KabarBaik.co- Bahlil Lahadalia, Menteri Energi Sumber Daya Manusia (ESDM) dan ketua umum DPP Partai Golkar, bisa jadi bernafas lega. Meski dinilai bermasalah, gelar doktor yang telah diujikan terbuka pada Oktober 2024 lalu, tidak jadi dibatalkan. Pihak Universitas Indonesia (UI) hanya menjatuhkan sanksi kepada para pihak yang terlibat. Sanksi itu disesuaikan dengan tingkat pelanggaran akademik.

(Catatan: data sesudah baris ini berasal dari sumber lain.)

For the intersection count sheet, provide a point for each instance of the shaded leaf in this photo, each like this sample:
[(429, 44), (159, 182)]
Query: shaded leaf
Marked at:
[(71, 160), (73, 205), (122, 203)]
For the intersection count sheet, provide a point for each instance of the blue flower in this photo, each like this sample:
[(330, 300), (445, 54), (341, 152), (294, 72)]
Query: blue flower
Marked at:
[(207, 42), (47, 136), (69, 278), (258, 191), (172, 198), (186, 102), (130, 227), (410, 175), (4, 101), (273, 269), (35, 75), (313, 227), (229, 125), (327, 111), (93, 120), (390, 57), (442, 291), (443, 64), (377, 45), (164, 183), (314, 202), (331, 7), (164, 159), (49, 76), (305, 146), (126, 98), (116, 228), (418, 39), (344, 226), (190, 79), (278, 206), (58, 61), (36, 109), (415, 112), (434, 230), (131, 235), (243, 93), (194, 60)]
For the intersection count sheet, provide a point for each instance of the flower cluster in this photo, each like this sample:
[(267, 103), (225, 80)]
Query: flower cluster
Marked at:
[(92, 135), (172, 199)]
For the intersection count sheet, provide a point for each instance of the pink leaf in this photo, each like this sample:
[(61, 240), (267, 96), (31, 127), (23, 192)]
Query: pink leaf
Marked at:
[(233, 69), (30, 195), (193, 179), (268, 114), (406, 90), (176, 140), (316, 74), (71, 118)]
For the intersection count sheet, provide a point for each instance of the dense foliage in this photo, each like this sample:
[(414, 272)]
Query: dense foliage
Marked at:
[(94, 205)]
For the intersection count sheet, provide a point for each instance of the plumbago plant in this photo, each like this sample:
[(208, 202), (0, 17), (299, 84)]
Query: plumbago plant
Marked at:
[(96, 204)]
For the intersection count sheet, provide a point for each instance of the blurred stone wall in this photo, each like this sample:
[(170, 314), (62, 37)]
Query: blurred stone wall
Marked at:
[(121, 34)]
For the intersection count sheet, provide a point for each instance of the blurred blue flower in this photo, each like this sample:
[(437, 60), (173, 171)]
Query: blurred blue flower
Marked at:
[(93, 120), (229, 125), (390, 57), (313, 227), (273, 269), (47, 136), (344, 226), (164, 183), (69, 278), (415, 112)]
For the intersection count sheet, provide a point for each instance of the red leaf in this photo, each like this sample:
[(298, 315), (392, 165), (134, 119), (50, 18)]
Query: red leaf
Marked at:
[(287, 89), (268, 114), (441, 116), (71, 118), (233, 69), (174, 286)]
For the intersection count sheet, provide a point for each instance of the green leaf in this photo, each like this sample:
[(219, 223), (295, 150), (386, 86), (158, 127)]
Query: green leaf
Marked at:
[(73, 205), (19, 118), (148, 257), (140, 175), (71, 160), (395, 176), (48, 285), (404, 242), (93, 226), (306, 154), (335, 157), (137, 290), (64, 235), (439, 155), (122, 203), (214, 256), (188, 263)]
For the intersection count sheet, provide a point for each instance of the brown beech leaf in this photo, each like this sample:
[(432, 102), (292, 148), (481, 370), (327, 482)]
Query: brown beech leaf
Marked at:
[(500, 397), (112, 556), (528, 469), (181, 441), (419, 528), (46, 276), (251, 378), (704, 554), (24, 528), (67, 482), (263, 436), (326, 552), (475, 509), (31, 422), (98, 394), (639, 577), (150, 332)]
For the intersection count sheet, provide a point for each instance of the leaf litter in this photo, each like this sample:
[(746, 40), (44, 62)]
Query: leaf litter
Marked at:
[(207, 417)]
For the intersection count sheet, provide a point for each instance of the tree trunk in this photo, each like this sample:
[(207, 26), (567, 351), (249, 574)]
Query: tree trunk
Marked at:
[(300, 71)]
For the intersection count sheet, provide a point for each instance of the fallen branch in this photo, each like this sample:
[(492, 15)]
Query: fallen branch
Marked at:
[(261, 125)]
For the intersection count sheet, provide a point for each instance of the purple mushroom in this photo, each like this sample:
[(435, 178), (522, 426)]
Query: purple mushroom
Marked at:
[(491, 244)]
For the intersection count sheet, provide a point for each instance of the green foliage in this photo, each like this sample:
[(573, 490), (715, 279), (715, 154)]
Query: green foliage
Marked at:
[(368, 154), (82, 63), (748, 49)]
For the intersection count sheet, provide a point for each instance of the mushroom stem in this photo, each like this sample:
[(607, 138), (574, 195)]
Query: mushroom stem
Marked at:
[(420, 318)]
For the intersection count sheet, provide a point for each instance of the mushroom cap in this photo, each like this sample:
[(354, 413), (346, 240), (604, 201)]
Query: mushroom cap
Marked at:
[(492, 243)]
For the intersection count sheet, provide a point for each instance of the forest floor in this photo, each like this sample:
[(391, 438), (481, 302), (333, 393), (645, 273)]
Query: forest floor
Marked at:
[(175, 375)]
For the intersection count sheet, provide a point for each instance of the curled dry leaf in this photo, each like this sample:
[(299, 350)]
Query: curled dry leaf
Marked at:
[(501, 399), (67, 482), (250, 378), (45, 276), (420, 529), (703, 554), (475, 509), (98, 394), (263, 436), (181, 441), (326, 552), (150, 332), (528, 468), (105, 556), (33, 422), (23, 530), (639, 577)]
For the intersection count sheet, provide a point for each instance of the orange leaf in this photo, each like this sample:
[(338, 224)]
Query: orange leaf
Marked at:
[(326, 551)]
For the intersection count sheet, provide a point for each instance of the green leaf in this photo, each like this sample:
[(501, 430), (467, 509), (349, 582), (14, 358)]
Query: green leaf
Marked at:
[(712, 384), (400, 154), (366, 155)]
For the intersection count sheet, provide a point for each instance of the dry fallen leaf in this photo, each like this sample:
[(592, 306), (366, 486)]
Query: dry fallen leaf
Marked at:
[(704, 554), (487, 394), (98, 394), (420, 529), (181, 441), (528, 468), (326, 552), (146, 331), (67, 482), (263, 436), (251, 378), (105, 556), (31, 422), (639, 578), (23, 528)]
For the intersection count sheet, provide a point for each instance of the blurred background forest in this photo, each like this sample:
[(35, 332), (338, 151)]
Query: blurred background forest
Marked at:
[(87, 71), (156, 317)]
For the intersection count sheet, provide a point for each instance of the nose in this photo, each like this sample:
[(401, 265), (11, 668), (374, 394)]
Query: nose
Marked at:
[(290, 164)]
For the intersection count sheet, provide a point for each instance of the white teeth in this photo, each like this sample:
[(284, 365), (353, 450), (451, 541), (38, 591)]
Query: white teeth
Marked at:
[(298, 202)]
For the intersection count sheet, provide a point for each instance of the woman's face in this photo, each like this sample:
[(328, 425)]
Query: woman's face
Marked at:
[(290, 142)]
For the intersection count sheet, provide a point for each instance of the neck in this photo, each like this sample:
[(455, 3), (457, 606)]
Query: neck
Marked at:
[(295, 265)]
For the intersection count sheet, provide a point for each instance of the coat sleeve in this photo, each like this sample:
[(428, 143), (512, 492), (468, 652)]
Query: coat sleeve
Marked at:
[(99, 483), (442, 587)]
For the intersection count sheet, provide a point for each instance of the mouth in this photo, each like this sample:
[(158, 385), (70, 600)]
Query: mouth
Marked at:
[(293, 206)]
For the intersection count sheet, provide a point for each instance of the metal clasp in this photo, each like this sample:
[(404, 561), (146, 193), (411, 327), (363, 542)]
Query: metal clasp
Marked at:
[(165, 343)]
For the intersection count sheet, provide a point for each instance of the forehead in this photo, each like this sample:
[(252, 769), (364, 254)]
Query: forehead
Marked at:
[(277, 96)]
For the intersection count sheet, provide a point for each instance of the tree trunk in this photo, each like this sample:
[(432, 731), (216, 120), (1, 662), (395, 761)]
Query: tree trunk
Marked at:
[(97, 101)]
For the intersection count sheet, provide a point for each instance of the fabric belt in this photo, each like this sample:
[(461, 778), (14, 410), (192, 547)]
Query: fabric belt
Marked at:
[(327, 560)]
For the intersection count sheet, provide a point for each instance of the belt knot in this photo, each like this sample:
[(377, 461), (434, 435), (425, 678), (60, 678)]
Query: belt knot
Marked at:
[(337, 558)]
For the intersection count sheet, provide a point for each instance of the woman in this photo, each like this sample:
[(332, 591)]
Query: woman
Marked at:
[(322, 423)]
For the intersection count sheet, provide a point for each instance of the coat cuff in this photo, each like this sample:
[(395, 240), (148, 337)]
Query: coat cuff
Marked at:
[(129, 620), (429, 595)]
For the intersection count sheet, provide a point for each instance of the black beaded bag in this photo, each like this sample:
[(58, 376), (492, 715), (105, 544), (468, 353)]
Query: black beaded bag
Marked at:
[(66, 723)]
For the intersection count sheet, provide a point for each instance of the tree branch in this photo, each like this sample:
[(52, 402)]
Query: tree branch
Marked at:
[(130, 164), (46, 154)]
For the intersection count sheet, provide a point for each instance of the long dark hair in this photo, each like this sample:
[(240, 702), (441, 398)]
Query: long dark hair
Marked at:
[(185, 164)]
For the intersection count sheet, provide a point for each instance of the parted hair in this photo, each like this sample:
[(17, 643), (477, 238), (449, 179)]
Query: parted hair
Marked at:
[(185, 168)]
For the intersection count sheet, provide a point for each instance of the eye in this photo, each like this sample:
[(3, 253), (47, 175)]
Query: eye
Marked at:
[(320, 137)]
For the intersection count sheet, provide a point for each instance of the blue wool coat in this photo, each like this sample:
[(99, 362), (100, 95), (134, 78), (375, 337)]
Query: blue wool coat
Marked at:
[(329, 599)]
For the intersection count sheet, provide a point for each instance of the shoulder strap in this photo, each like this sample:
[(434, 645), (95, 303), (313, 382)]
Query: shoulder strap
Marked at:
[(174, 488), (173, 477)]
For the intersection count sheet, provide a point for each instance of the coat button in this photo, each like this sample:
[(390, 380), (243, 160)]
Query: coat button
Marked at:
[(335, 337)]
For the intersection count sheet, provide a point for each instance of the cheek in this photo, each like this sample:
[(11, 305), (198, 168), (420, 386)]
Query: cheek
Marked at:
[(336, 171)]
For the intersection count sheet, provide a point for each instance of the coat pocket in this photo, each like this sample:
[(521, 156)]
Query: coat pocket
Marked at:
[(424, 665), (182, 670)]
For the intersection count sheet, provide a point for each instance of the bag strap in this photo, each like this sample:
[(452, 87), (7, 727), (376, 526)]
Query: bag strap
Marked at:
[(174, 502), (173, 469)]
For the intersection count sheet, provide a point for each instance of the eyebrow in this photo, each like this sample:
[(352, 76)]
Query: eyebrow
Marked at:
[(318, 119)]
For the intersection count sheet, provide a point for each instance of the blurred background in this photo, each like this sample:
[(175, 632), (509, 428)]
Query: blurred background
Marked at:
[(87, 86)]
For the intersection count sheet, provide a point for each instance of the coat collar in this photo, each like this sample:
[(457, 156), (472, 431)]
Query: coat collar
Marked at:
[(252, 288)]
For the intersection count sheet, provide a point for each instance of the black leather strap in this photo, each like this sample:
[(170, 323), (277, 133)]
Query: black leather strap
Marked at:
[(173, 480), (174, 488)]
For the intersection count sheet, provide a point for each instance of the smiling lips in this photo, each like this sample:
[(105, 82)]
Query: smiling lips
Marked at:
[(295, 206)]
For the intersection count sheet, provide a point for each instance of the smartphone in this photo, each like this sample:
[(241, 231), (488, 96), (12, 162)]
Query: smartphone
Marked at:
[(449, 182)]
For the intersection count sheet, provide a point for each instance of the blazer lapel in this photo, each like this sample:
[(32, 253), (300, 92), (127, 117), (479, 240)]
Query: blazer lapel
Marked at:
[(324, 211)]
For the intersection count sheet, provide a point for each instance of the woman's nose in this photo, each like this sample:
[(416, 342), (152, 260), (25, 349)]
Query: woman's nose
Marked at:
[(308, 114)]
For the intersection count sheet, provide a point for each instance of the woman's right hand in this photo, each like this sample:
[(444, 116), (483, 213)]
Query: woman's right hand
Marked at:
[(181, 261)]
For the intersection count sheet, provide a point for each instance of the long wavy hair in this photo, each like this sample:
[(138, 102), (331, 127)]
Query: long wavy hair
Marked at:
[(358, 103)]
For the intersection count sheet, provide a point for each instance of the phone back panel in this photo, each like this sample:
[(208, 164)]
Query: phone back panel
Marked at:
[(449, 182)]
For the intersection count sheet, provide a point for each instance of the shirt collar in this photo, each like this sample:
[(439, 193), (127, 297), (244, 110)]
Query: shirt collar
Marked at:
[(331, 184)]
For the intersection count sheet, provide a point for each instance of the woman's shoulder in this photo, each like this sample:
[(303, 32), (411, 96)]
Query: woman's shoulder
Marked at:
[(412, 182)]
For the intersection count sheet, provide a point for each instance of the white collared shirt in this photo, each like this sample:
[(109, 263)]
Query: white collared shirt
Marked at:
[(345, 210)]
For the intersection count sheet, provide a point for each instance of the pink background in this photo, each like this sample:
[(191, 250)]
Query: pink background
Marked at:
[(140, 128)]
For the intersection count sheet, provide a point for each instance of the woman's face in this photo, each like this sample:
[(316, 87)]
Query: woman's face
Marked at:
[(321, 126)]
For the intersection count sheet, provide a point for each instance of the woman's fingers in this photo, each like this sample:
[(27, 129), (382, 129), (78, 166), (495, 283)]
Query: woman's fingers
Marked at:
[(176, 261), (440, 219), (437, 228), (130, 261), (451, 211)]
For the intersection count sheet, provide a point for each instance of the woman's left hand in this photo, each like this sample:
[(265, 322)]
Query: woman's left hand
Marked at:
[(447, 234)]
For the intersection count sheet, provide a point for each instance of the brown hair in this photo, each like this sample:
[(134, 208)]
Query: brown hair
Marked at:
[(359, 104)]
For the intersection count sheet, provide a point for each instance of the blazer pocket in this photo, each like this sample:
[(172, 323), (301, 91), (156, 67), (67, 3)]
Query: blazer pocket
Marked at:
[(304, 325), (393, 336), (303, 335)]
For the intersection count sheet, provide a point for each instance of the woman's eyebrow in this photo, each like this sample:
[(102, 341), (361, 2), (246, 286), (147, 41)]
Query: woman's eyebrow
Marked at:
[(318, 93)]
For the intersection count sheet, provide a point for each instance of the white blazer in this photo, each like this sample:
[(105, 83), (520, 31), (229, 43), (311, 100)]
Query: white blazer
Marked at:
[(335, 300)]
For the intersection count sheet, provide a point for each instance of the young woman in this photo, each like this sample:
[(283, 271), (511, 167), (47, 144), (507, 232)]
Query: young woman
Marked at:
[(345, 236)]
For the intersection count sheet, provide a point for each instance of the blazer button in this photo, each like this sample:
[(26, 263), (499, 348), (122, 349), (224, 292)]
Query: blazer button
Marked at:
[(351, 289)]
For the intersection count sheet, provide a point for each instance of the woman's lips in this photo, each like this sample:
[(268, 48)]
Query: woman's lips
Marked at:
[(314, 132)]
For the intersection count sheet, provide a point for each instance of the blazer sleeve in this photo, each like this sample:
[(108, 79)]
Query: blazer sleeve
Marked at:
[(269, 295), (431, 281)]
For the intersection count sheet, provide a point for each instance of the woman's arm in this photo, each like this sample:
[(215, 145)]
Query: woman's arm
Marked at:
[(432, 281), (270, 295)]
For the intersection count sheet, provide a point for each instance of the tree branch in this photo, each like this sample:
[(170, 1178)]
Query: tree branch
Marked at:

’’Pembinaan kepada promotor, ko-promotor, direktur, kepala program studi, dan juga mahasiswa yang terkait, sesuai dengan tingkat kelanggaran (pelanggaran) akademik dan etik yang dilakukan, proporsional, secara objektif,” ujar Rektor UI Prof Heri Hermansyah dalam konferensi pers di Kampus UI Salemba, Jakarta, Jumat (7/3).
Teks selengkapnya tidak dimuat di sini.